Senior Master Sgt. Gary Woo, Enlisted International Affairs Manager with SAF/IA and a SELIS planning committee lead, assisted with coordination of the event and orchestrated LEAP involvement.

“LEAP Scholars facilitated in-person interpretation for nine unique languages in what was the largest ever international summit hosted by the Department of the Air Force. In addition, 61 partner and ally nations plus NATO were represented by their highest senior enlisted leaders and representatives,” Woo explained. “Attendees heard from the Secretary of the Air Force, Chief of Staff of the Air Force, and Ukraine’s Chief Master Sergeant of the Air Force, as well as the Deputy Director of the National Security Council, Executive Office of the President of the United States.”

For the LEAP Scholars, SELIS provided a significant opportunity for integration and utilization of the key language, regional expertise, and culture skills they had been maintaining and enhancing over time through LEAP education and training. Russian LEAP Scholar Master Sgt. Rob Kudratov was part of the LEAP team who participated in what he called the “Super Bowl of AFCLC LEAP LITEs.”

“The event challenged LEAP Scholars to apply all their language and culture skills acquired and honed through eMentor, immersion, and hybrid learning. The LEAP team provided asynchronous and synchronous interpretations and cultural expertise across nine target languages,” Kudratov said. “Throughout the event, we enabled direct communication between Senior Enlisted representatives from more than 60 countries and USAF regional components [AFCENT, AFNORTH, AFSOUTH, PACAF, USAFE-AFRICA] to promote military partnership across the world.”

French LEAP Scholar Tech. Sgt.(s) Ndap Tah was also on the front lines supporting the event and could jump in when the venue’s translation system failed during a senior leader speech.

“This year, SELIS hired a company for live interpretation for all participants. During the question-and-answer session, the participants asked questions in their respective languages, which were translated into English and the answer translated back to their respective languages. Sometimes the system did not function properly. For a particular question, a senior leader was very passionate about the topic of space and cyberspace and did not recognize he had to give some time for almost simultaneous interpretation. I was able to step in and provide support to effectively facilitate the conversation,” Tah explained.

While Tah played a key role in facilitating senior leader conversations, he also valued the team building, networking, and strategic conversations he experienced during the event.

“There was so much valuable information shared from various perspectives on how senior leaders deal with challenges across the globe, from building efficient teams to dealing with global threats from Russia and China,” he said. “I also noticed our senior leaders were constantly involved in idea sharing with colleagues and friends they made over the years serving. My participation in this event has allowed me to network with new teams and gain exposure to new AFSCs.

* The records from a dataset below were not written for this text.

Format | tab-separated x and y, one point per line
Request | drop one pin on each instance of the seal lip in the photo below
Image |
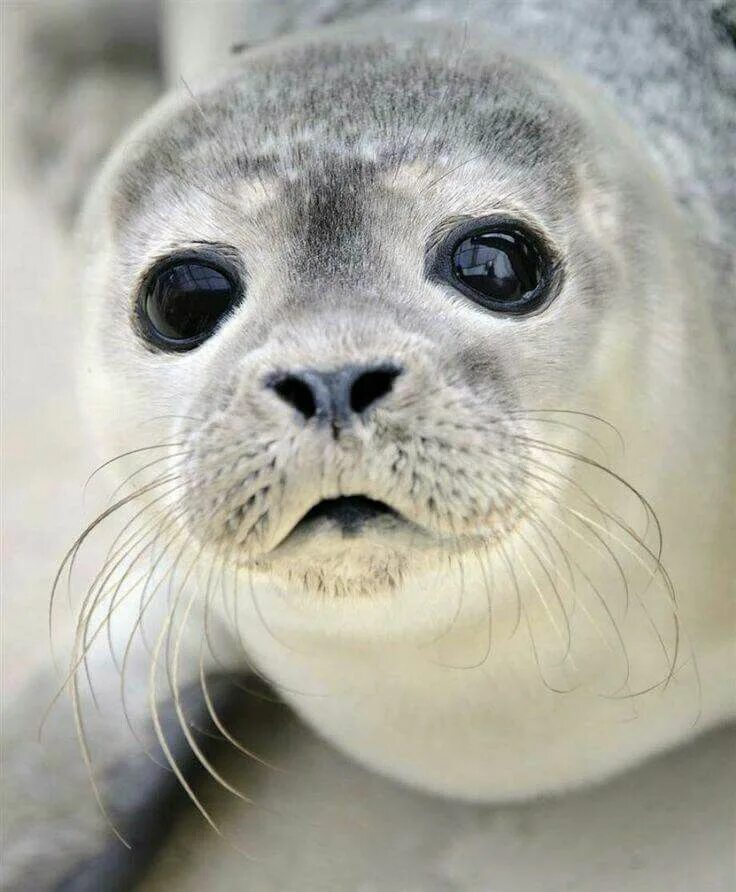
214	256
439	266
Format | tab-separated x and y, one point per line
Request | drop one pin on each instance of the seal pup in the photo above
387	316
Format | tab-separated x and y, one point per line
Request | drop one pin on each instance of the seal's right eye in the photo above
184	299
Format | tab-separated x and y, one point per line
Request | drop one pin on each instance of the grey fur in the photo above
329	120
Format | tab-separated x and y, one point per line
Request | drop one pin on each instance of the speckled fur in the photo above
329	165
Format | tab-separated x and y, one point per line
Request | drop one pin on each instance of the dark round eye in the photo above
499	264
184	299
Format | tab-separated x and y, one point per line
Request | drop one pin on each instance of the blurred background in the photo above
321	824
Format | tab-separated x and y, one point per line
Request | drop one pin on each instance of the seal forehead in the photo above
374	102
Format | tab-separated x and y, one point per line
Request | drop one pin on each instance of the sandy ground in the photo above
322	824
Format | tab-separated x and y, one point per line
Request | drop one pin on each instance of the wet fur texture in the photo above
561	605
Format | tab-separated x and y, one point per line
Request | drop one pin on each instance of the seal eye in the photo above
499	264
184	299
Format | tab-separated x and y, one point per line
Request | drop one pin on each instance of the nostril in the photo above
297	393
371	386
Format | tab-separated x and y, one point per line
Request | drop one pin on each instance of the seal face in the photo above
388	315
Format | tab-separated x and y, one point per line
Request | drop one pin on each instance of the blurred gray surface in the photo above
321	824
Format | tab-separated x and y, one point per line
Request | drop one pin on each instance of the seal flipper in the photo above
144	800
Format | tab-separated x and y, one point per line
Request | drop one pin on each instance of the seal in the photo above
437	348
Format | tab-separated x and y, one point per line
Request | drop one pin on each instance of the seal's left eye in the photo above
183	301
499	264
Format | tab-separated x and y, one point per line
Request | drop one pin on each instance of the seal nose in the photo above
338	395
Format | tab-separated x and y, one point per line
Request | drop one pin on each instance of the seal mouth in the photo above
349	513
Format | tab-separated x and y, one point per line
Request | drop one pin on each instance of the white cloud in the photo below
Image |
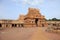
30	2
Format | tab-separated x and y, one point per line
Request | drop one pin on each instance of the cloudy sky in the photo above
11	9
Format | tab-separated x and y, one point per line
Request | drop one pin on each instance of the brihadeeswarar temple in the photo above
33	18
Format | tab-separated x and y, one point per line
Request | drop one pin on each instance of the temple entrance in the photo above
36	22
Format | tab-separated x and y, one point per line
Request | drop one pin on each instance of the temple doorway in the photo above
0	25
36	21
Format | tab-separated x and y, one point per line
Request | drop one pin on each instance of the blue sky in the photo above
11	9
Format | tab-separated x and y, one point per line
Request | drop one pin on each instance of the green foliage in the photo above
54	19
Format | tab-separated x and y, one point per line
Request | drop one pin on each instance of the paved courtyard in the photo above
35	33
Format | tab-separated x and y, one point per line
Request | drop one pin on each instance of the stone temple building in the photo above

Overall, SELIS was a great event to be part of, sharing ideas and coordinating international policies with partner nations across the globe.” 

Senior leaders from around the world were able to connect, collaborate, and communicate effectively with the support of LEAP Scholars during one of the largest bi-annual gatherings of enlisted leaders from partner nations.

“SELIS is a platform to synchronize and integrate military cooperation around the globe,” Kudratov said. “Integration of LEAP Scholars in the event during event planning allowed us to accelerate the partnership-building process with different nations around the world. This is something we [Airmen] all can take back home and consider ways to tackle daily operational challenges through diverse and deliberate planning processes.”

Several LEAP Scholars received coins or patches from CMSAF Bass in recognition of their support for the event.